Hi guys, how's it going?
It's been almost two years now since I started to really learn English. Up until now, the most difficult part is to make out words like the name of places, dishes, streets, personal names etc..
They all seem to be so unclear when I hear them for the first time.
I'd like to hear more about you guys. Does it happen to you too? if so, why do you think it's so hard?
Over the phone, people will almost invariably ask you to spell out a place name. Yes, it's hard. The real question isn't "why are place names hard to understand?" The real question is "why aren't other words just as hard?"
Usually, we do not pronounce words clearly or unambiguously. When we listen to ordinary speech, we usually hear words which would be ambiguous by themselves, but can be guessed from context. We hear a word, we think of a list of possibilities, we narrow down the list because only one of them makes sense--and we do this so quickly and unconsciously that we think we've heard the word clearly.
There is a story about a child who believed the Equator was a menagerie lion running around the Earth.
Both an adult and a child might unconsciously think "what I'm hearing isn't perfectly clear, it could be either menagerie lion or imaginary line" but the adult has the background to know that only the second is possible. Most likely the adult think he has heard imaginary line and isn't even conscious of choosing the best alternatively.
Disambiguation from context works for words that are in our vocabulary, and which have a meaning so we can tell whether or not they make sense in a context.

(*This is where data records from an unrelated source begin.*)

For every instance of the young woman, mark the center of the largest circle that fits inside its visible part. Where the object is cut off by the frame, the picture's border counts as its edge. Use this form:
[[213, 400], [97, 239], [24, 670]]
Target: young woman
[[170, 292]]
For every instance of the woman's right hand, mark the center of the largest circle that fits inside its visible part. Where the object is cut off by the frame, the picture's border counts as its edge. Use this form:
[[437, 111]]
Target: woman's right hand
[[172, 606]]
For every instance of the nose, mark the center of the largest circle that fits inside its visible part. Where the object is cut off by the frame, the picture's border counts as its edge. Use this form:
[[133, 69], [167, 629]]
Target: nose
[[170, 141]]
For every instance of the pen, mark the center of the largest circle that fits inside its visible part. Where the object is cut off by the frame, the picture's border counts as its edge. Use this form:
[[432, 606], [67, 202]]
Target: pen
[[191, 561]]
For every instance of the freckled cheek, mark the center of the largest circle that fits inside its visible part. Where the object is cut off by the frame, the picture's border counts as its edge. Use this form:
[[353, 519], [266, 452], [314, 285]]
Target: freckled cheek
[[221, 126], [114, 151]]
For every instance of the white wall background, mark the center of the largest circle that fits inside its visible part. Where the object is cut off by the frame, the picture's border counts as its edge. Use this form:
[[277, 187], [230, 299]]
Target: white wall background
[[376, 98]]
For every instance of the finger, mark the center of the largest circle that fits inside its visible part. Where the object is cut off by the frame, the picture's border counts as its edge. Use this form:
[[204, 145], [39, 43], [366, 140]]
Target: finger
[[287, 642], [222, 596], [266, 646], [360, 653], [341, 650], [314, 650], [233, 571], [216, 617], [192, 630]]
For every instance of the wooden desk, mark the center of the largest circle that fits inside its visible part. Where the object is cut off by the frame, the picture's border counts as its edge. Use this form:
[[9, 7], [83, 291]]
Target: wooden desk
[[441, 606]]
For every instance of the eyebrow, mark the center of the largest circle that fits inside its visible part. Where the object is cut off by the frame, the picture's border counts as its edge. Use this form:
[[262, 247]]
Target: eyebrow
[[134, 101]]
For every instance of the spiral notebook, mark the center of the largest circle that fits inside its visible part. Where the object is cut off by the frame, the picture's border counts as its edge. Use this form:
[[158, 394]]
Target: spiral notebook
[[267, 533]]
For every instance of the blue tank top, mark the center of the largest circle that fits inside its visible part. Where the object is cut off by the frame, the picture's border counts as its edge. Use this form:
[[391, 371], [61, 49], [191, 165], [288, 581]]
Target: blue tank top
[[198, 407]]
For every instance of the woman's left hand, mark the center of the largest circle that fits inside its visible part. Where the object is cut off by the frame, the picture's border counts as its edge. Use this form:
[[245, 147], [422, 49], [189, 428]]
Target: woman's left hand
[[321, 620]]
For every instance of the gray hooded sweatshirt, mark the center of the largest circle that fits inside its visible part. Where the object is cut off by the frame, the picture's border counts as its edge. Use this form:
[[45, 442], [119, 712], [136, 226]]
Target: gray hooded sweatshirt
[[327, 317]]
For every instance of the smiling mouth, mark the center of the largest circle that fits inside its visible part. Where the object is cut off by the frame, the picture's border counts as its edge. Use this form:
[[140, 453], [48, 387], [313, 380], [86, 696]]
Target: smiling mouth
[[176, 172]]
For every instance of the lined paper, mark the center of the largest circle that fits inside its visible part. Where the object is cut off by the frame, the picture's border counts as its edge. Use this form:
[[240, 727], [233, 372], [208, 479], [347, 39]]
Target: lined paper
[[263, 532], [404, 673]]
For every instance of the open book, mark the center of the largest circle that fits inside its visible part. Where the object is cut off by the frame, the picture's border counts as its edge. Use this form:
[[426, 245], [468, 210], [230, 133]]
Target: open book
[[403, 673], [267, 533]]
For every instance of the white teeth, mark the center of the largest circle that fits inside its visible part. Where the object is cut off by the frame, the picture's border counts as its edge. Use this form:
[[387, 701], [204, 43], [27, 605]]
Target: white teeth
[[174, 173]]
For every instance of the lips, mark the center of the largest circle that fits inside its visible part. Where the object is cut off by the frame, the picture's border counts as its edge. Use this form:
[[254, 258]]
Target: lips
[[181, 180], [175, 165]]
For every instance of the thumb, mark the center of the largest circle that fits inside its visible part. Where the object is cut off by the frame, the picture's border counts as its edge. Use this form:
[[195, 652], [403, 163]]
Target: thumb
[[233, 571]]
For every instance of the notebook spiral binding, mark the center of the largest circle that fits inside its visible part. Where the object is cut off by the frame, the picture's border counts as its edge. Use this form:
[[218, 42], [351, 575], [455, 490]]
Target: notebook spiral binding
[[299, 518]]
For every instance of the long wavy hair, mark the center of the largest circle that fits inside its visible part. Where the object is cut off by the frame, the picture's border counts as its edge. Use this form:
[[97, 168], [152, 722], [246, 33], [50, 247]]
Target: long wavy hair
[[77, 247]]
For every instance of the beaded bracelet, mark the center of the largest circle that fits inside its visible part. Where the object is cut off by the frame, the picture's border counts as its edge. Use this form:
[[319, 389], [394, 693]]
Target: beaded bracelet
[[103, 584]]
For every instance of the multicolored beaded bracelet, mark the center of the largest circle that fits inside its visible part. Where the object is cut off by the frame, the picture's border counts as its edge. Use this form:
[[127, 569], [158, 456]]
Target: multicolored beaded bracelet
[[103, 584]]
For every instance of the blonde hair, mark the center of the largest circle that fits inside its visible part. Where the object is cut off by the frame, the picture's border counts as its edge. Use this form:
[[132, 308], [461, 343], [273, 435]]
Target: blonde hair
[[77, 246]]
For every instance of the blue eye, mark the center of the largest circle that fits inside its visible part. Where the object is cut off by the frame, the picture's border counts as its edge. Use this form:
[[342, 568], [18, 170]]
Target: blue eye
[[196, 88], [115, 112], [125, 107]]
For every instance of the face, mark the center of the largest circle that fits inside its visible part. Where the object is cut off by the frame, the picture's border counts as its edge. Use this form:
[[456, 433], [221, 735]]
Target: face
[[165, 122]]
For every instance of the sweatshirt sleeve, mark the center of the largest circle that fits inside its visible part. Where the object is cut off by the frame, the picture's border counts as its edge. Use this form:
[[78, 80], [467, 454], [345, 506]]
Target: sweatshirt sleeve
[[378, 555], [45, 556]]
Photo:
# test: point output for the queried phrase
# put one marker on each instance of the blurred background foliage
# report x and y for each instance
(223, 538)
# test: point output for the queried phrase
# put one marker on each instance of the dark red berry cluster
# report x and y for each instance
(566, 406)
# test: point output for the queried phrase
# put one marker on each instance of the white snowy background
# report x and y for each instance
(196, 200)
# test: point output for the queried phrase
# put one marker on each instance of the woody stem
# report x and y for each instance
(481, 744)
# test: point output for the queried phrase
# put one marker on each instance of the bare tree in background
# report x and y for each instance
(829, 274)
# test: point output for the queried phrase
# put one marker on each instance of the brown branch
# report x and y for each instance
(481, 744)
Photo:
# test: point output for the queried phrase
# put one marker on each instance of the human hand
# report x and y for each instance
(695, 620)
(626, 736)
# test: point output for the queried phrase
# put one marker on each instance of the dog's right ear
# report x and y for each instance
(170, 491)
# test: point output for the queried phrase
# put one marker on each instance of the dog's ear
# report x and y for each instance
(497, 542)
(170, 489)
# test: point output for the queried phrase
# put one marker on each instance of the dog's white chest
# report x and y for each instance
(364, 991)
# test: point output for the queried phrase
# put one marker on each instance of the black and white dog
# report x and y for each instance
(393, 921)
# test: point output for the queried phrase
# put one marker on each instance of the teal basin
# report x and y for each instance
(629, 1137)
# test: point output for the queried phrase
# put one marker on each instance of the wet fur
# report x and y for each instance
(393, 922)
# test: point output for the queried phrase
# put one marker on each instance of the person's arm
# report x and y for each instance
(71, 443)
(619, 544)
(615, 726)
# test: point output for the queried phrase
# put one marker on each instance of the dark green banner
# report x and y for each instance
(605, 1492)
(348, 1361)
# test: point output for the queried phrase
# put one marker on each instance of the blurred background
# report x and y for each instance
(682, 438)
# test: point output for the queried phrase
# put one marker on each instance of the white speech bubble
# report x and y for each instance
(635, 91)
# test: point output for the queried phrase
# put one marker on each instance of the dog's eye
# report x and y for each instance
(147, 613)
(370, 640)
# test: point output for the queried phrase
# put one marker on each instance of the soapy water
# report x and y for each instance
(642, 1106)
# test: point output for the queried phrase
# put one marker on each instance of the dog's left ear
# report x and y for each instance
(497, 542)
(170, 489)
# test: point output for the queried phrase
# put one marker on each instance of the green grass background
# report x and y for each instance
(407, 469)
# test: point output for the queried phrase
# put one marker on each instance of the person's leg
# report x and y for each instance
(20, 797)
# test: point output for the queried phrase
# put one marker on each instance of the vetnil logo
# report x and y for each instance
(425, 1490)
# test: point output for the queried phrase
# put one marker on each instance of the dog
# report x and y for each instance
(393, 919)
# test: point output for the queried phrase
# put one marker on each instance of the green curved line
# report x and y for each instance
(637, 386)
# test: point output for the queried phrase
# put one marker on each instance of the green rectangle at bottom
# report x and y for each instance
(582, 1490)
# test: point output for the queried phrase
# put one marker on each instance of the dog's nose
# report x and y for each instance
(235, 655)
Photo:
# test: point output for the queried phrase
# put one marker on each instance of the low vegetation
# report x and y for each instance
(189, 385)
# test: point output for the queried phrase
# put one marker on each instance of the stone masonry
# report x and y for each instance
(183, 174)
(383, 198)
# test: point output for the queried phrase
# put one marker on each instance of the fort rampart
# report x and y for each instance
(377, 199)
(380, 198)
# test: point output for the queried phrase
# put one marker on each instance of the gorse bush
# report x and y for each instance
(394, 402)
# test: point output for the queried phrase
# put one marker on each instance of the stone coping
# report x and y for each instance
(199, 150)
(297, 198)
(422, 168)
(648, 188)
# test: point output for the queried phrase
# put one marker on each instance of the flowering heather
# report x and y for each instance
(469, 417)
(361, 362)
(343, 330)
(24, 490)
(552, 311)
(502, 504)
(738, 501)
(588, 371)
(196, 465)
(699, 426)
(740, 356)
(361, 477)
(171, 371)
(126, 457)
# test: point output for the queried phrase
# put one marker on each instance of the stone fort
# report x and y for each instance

It doesn't work for place names, unless it's in an area that's familiar to you. If someone says indistinctly "We're going out to harfrd to see Fruitlands Museum," I would know they mean the little town of Harvard, Massachusetts, because I live around there. But if they left out "Fruitlands" I would probably think they meant the big city of Hartford, Connecticut.
Yes, absolutely. I quite agree. The problem with names is they are totally unpredictable. They often have irregular pronunciation, and, unlike other aspects of language, there are no grammatical clues or semantic clues to help you. If it's any comfort to you, even native speakers sometimes have this problem.
I'm British, and I recently went to New York for the first time. The first day or so when I was riding the subway I found it almost impossible to decipher the station announcements. The main reason for this was the fact that I didn't know the names of the subway stations. And what's more, I had absolutely no idea what to expect : the names could be a short word or a long word, a person's name or a place name, a number or a geographical feature, or any combination of these. A key feature of listening comprehension in any language is PREDICTION, and I wasn't able to predict what I was going to hear, even though it was my own language. Technical issues - such as background noise and the acoustic distortion - added to the difficulty, together with an accent that I was less used to hearing. But these were minor factors compared with the loss of predictability. After all, we're all quite capable of filtering out noise, and the NY accent is familiar to everyone the world over, whether they've visited the city before or not.
Needless to say, once I became familiar with the subway stops, after a day or so I soon managed to make out the announcements with no trouble at all. So, don't worry. It's the same for all of us.
Thank you both for your insightful answers.
It made things much clearer now. It's really great to hear real stories from natives speakers of English!